食事の刺激に対する反応 Response to food stimuli

Researcher


以下の論文から,Zucker は食べ物の刺激 food stimuli(臭いなど)に応じて,実際の食べ物 food reward を探す脳神経回路の活性と,実際の行動力が高いことがわかる。

> ベーコンの臭いを嗅がせたときのグルコース代謝の変化を FDG-PET で詳しく調べた例がある(3)。

: Zucker/control, unrestricted feeding/restricted feeding (70%), pre-diet/post-diet で比較している。

: Pre-diet はベーコンの香りを初めて嗅がせる区,post-diet は香りの後に食べさせる条件づけを5日間。

 

> 肥満および食事制限されたラットは,餌を探す goal-directed behavior に関連する領域の活性が高い(3)。

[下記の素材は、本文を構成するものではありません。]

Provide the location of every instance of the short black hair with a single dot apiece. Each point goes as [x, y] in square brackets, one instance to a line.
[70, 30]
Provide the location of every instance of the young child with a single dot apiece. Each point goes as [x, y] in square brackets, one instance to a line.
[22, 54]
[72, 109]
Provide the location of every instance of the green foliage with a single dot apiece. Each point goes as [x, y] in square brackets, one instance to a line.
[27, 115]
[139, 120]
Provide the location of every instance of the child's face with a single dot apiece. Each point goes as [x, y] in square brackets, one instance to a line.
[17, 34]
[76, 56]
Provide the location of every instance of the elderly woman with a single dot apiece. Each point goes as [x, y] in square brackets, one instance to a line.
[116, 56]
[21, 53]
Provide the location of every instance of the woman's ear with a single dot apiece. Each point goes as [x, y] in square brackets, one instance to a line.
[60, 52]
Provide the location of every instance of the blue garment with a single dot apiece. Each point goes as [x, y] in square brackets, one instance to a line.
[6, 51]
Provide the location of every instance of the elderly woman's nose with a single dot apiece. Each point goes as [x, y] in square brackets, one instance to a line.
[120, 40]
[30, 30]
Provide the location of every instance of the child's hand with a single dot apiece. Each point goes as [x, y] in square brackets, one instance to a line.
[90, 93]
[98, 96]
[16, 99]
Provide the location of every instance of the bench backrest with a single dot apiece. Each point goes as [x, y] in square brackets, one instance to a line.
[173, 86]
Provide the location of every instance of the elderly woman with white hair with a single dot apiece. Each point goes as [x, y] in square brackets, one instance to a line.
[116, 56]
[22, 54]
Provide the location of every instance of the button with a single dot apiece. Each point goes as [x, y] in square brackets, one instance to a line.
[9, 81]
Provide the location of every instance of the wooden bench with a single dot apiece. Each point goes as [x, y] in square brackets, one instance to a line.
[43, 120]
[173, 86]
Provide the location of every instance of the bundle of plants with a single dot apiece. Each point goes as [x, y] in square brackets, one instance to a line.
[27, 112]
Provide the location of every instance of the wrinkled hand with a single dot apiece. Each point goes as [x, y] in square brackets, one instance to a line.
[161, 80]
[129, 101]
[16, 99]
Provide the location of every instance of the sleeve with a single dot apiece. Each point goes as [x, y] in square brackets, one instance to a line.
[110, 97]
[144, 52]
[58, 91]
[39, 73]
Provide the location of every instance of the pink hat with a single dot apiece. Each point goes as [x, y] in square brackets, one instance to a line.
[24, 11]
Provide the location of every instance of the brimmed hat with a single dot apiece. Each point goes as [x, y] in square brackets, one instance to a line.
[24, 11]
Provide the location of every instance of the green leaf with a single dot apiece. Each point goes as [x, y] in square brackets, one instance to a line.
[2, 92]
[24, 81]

  • 海馬 hippocampus ではベーコンの香りでグルコース代謝が低下した。その度合いは Zucker restricted > lean unrestricted > Zucker unrestricted > lean restricted であった。
  • Medial thalamus (goal-directed behavior) では,ベーコンの香りでグルコース代謝が増加した。その度合いは Zucker > lean,restricted > unrestricted であった。
  • 嗅球 olfactory bulb では,unrestricted のみベーコンの臭いでグルコース代謝が増大した。
  • Right insular cortex および right parietal cortex (integrate multimodal sensory input) では,ベーコンの臭いで unrestricted のグルコース代謝は増大したが,restricted では低下した。
  • Zucker のみ,ベーコンの臭いによる frontal cortex のグルコース代謝低下がみられた。この領域は,理性による食欲抑制に関係していると考えられる。つまり,食欲の抑制が利きにくいことを示唆する。

References

  1. Thanos et al. 2013a. Obese rats deficient leptin signaling exhibit hightened sensitivity to olfactory food cues. Synapse 67, 171-178.
  2. Fetissov et al. 2002a. Expression of dopaminergic receptors in the hypothalamus of lean and obese Zucker rats and food intake. Am J Physiol Regul Integr Comp Physiol 283, R905-R10.
  3. Thanos et al. 2008a. Differences in response to food stimuli in a rat model of obesity: in-vivo assessment of brain glucose metabolism. Int J Obes 32, 1171-1179.
  4. Hamdi et al. 1992a. Decreased striatal D2 dopamine receptors in obese Zucker rats: changes during aging. Brain Res 589, 338-340.
  5. Volkow et al. 2008a. Low dopamine striatal D2 receptors are associated with prefrontal metabolism in obese subjects: possible contributing factors. NeuroImage 42, 1537-1543.
  6. Chua et al. 1996a. Phenotypes of mouse diabetes and rat farry due to mutations in the OB (leptin) receptor. Science 271, 994-996.
  7. Takaya et al. 1996a. Molecular cloning of rat leptin receptor isoform complementary DNAs - identification of a missense mutation in Zucker fatty (fa/fa) rats. BBRC 225, 75-83.